Emotion-based Modeling of Mental Disorders on Social Media
- URL: http://arxiv.org/abs/2201.09451v1
- Date: Mon, 24 Jan 2022 04:41:02 GMT
- Title: Emotion-based Modeling of Mental Disorders on Social Media
- Authors: Xiaobo Guo, Yaojia Sun, Soroush Vosoughi
- Abstract summary: One in four people will be affected by mental disorders at some point in their lives.
We propose a model for passively detecting mental disorders using conversations on Reddit.
- Score: 11.945854832533234
- License: http://creativecommons.org/licenses/by-nc-nd/4.0/
- Abstract: According to the World Health Organization (WHO), one in four people will be
affected by mental disorders at some point in their lives. However, in many
parts of the world, patients do not actively seek professional diagnosis
because of stigma attached to mental illness, ignorance of mental health and
its associated symptoms.

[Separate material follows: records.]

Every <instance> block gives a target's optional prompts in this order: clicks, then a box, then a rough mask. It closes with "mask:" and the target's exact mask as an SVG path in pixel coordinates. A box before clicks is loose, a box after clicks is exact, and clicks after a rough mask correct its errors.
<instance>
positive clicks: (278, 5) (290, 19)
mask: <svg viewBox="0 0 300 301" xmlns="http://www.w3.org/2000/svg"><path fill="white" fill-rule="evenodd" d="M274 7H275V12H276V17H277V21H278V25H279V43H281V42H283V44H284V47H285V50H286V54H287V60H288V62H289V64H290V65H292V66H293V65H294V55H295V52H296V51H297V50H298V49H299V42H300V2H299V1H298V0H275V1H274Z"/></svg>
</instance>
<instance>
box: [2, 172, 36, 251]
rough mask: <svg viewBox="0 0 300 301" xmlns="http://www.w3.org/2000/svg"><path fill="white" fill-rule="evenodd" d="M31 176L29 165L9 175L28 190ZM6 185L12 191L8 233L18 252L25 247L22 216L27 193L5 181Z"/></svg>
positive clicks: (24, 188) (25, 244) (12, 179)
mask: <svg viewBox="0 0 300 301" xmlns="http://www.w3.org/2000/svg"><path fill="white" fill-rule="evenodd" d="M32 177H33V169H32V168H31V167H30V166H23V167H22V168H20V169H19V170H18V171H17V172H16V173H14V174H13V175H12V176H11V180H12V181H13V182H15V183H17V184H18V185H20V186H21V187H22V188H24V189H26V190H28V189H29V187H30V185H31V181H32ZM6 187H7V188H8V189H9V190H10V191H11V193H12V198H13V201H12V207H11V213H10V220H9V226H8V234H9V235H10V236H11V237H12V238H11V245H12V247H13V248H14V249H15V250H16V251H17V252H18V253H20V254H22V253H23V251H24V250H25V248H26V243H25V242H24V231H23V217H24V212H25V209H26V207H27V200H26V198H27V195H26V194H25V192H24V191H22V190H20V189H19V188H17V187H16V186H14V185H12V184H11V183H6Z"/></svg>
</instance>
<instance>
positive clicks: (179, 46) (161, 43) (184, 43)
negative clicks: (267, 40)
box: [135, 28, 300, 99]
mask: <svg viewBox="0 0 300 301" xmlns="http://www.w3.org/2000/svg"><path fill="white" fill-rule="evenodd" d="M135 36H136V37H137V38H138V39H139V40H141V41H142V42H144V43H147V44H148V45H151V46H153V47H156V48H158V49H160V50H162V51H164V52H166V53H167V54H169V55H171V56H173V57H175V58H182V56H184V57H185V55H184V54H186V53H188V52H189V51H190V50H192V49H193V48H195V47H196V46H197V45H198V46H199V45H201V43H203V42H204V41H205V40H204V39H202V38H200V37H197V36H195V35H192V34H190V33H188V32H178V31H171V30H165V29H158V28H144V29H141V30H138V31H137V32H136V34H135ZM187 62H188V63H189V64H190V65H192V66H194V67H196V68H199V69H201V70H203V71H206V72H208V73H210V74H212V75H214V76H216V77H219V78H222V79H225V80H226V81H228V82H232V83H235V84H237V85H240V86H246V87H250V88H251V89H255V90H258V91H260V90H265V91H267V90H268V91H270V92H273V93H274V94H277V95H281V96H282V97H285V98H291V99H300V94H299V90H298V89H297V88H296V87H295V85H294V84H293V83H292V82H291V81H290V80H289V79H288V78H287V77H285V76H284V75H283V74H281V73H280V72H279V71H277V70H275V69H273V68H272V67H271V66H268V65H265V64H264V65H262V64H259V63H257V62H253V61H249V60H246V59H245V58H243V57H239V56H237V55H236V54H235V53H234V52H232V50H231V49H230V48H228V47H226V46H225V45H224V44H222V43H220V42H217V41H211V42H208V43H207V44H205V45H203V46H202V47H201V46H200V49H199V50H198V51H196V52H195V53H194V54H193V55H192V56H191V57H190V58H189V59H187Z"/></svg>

In this paper, we propose a model for passively
detecting mental disorders using conversations on Reddit. Specifically, we
focus on a subset of mental disorders that are characterized by distinct
emotional patterns (henceforth called emotional disorders): major depressive,
anxiety, and bipolar disorders. Through passive (i.e., unprompted) detection,
we can encourage patients to seek diagnosis and treatment for mental disorders.
Our proposed model is different from other work in this area in that our model
is based entirely on the emotional states, and the transition between these
states of users on Reddit, whereas prior work is typically based on
content-based representations (e.g., n-grams, language model embeddings, etc).
We show that content-based representation is affected by domain and topic bias
and thus does not generalize, while our model, on the other hand, suppresses
topic-specific information and thus generalizes well across different topics
and times. We conduct experiments on our model's ability to detect different
emotional disorders and on the generalizability of our model. Our experiments
show that while our model performs comparably to content-based models, such as
BERT, it generalizes much better across time and topic.